Ja, gut möglich, dass Lachs statt Wurst besser für den CRP-Wert ist. Allerdings sollte man dabei das Budget des Konsumenten nicht außer Acht lassen; teuren Lachs muss man sich gerade in Anbetracht der aktuellen Preisentwicklung erst mal leisten können. Wenn ich mein Kleingeld für auserlesene Nahrungsmittel opfere und dann die nächste Mieterhöhung oder Stromrechnung ins Haus flattert, dann dürfte das für meinen Stresspegel und damit auch für meinen CRP-Wert wohl alles andere als günstig sein. Ich denke, ein wenig mehr Realismus seitens unserer Evidenzbasierten und ab und zu ein Blick über den Tellerrand würden uns sicherlich gut tun.
Wenn wir einmal einen Blick über den Großen Teich werfen, so können sich einer Statistik zufolge etwa 90 Prozent der Amerikaner keine gesunden Nahrungsmittel mehr leisten. Und wenn ich so lese, was dort in den Regalen und nachher auf deren Tellern liegt, dann läuft es mir eiskalt den Rücken runter, auf was auch wir hier zutreiben. Aber eins haben die Amerikaner uns bereits voraus: Bei denen liegen die verschiedensten Nahrungsergänzungsmittel wie selbstverständlich in den Supermarktregalen, und dort zerreißt sich auch niemand das Maul, was Vitamine für eine sinnlose Geldmache wären.

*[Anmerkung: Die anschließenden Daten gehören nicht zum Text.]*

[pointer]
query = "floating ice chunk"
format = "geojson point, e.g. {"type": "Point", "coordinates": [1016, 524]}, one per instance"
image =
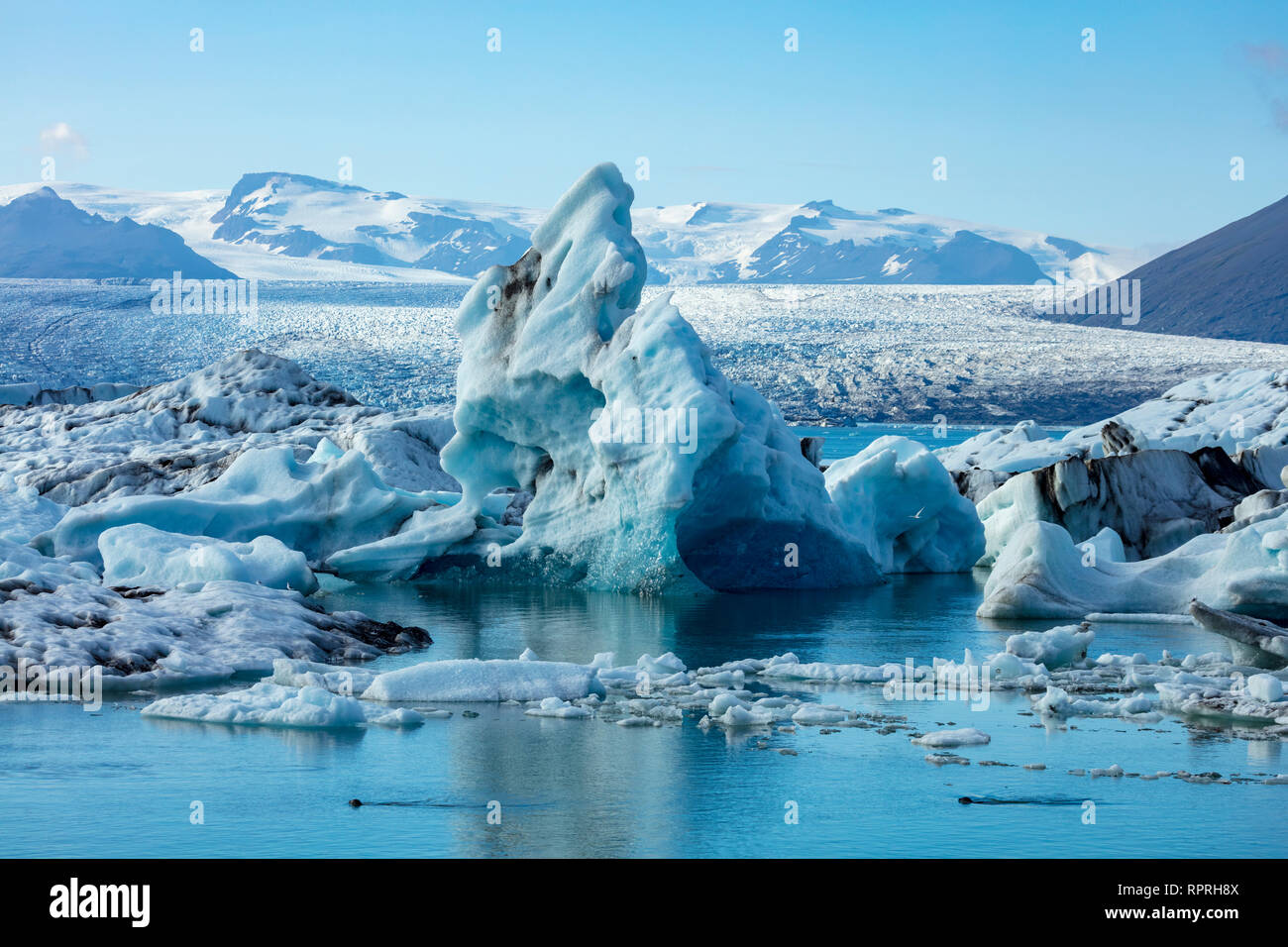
{"type": "Point", "coordinates": [665, 664]}
{"type": "Point", "coordinates": [649, 471]}
{"type": "Point", "coordinates": [180, 434]}
{"type": "Point", "coordinates": [815, 715]}
{"type": "Point", "coordinates": [142, 557]}
{"type": "Point", "coordinates": [342, 681]}
{"type": "Point", "coordinates": [312, 508]}
{"type": "Point", "coordinates": [56, 613]}
{"type": "Point", "coordinates": [271, 705]}
{"type": "Point", "coordinates": [1189, 416]}
{"type": "Point", "coordinates": [966, 736]}
{"type": "Point", "coordinates": [1252, 642]}
{"type": "Point", "coordinates": [1021, 447]}
{"type": "Point", "coordinates": [1228, 698]}
{"type": "Point", "coordinates": [1266, 686]}
{"type": "Point", "coordinates": [738, 716]}
{"type": "Point", "coordinates": [1055, 647]}
{"type": "Point", "coordinates": [399, 716]}
{"type": "Point", "coordinates": [553, 706]}
{"type": "Point", "coordinates": [1153, 500]}
{"type": "Point", "coordinates": [1042, 574]}
{"type": "Point", "coordinates": [485, 681]}
{"type": "Point", "coordinates": [903, 505]}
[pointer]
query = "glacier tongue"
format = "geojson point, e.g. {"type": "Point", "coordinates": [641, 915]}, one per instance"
{"type": "Point", "coordinates": [649, 470]}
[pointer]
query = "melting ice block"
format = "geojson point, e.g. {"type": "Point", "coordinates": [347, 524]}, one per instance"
{"type": "Point", "coordinates": [485, 682]}
{"type": "Point", "coordinates": [141, 557]}
{"type": "Point", "coordinates": [1042, 574]}
{"type": "Point", "coordinates": [898, 499]}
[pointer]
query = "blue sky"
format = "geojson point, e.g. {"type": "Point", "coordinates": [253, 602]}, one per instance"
{"type": "Point", "coordinates": [1129, 145]}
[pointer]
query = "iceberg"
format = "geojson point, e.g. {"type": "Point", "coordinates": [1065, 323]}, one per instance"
{"type": "Point", "coordinates": [648, 470]}
{"type": "Point", "coordinates": [56, 613]}
{"type": "Point", "coordinates": [1154, 500]}
{"type": "Point", "coordinates": [141, 557]}
{"type": "Point", "coordinates": [902, 504]}
{"type": "Point", "coordinates": [1043, 575]}
{"type": "Point", "coordinates": [1243, 412]}
{"type": "Point", "coordinates": [314, 506]}
{"type": "Point", "coordinates": [181, 434]}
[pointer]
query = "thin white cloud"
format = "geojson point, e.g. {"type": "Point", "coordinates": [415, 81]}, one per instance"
{"type": "Point", "coordinates": [63, 137]}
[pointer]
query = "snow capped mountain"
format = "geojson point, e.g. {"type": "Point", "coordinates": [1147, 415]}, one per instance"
{"type": "Point", "coordinates": [1232, 283]}
{"type": "Point", "coordinates": [297, 215]}
{"type": "Point", "coordinates": [279, 226]}
{"type": "Point", "coordinates": [44, 236]}
{"type": "Point", "coordinates": [823, 243]}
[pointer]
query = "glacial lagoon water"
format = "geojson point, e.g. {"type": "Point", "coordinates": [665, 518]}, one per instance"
{"type": "Point", "coordinates": [116, 784]}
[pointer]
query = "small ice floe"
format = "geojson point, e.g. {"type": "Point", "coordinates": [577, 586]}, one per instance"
{"type": "Point", "coordinates": [1252, 642]}
{"type": "Point", "coordinates": [271, 705]}
{"type": "Point", "coordinates": [1232, 698]}
{"type": "Point", "coordinates": [1054, 648]}
{"type": "Point", "coordinates": [553, 706]}
{"type": "Point", "coordinates": [947, 759]}
{"type": "Point", "coordinates": [185, 635]}
{"type": "Point", "coordinates": [1043, 574]}
{"type": "Point", "coordinates": [1059, 702]}
{"type": "Point", "coordinates": [966, 736]}
{"type": "Point", "coordinates": [818, 715]}
{"type": "Point", "coordinates": [485, 681]}
{"type": "Point", "coordinates": [342, 681]}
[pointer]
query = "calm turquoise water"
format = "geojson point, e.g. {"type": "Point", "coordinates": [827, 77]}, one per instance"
{"type": "Point", "coordinates": [116, 784]}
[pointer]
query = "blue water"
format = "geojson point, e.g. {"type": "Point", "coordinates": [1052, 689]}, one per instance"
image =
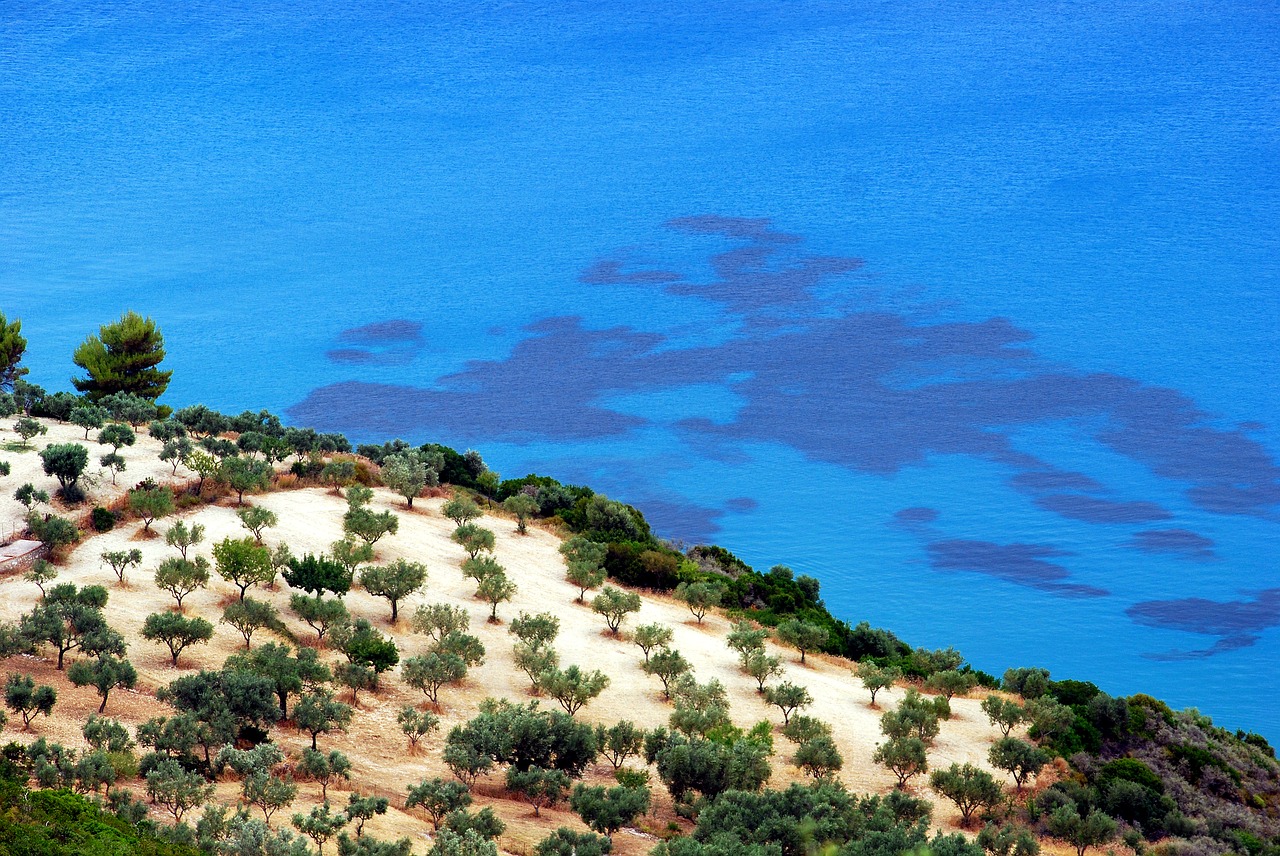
{"type": "Point", "coordinates": [969, 310]}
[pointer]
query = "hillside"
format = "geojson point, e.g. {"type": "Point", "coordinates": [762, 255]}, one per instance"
{"type": "Point", "coordinates": [722, 776]}
{"type": "Point", "coordinates": [310, 520]}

Und was letztendlich das Budget angeht, so können wir das am Beispiel des Omega-3-Öls ganz einfach nachrechnen: Der Omega-3-Gehalt von Wildlachs liegt bei einem Prozent (https://angelmagazin.de/ernaehrung/omega-3-fisch/); wenn wir also vier Gramm EPA und DHA zu uns nehmen wollen, dann müssten wir stattliche 400 Gramm Wildlachs verspeisen! Wenn ich mir dagegen 15 Gramm gutes Omega-3-Öl (https://omega3zone.de/) einverleibe, dann habe ich für dieselbe Menge gerade mal 1,50 Euro bezahlt und dabei noch den Vorteil, dass mir die ganzen giftigen Schwermetalle, die sich vorzugsweise im Fett der wildlebenden Meeresfische anreichern, erspart bleiben.
Ja, die Mathematik ist schon eine nützliche Sache – vorausgesetzt, dass man das Gespür dafür behält, dass bei einem Radfahrer mit errechneten 240 km/h irgendetwas nicht stimmen kann. 😉
Gnubbel 30. Juli 2025
Zu den Amerikanern und den Vitaminen (die dort übrigens nicht nur viel populärer, sondern auch viel billiger sind als bei uns) sei hier noch ein Link nachgeliefert: https://www.strunz.com/news/140-millionen-….html
Gnubbel 30. Juli 2025
Sorry, mit den Punkten in der Adresse war die Blogsoftware wohl etwas überfordert. Hier der Kurzlink: https://bab.si/dmqc
Margret Ache 3. Januar 2026
Lieber Gnubbel,
von Herzen Dank für diesen tiefgründigen Kommentar. Du bringst es so treffend auf den Punkt: Übergewicht als Stressbewältigung, die Kostenfrage und vor allem die einfache, aber überzeugende Omega-3-Mathematik. Es ist erfrischend, wie Du Evidenz mit realem Leben und gesundem Menschenverstand verbindest. Danke für diese wertvolle Erinnerung.